This dissertation is a qualitative case study examining the ways that institutional isolation has been at work in and around the Academic English Program (AEP) at the University of Washington (UW) and considering the ways that this isolation can be counteracted. The theoretical framework for this project includes an understanding of U.S. higher education as a socially-bound enterprise in which notions such as diversity, standards, excellence, and equity are highly contested. Institutions seek to mediate tensions between these values by creating isolated 'spaces' for underprepared students, including multilingual students—both internationals and immigrants. By relegating support for students to remedial programs located at the institution's margins, universities are able to avoid making substantive changes to the curricular 'center.' A review of literature reveals that the institutional isolation of ESL programs is indeed widespread and can be significantly detrimental to students and other stakeholders.

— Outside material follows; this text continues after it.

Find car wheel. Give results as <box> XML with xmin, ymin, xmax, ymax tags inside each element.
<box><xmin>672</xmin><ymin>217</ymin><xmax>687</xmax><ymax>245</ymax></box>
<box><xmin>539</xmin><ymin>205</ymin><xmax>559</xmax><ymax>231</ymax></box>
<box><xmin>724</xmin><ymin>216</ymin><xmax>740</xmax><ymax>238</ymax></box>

Data from surveys, interviews, participant observation, and institutional documents reveal that the AEP at the UW has been an extreme case of institutional isolation, and that this isolation has a negative impact on students, faculty, administrators, and other stakeholders. AEP students—who are already likely to feel marginalized as an underrepresented population—feel that the AEP policies and curricula are alienating and unsupportive. AEP instructors and administrators feel that their isolated position prevents them from being treated as professionals and limits their own sense of belonging and purpose at the UW. The UW at large also suffers from the AEP's isolation, as the institution lacks a "mediator" for conversations about linguistic diversity, academic support, and curricular outcomes in relation to multilingual students.
The latter portion of this study constructs a grounded "theory of change" by which the UW can evolve from a mindset of remediation to one of mediation, in which the AEP serves as an advocate for students and a curricular consultant to academic departments. The author describes her own engagement in the enactment of this vision and discusses the challenges inherent in this sort of collaborative turn at a large research institution.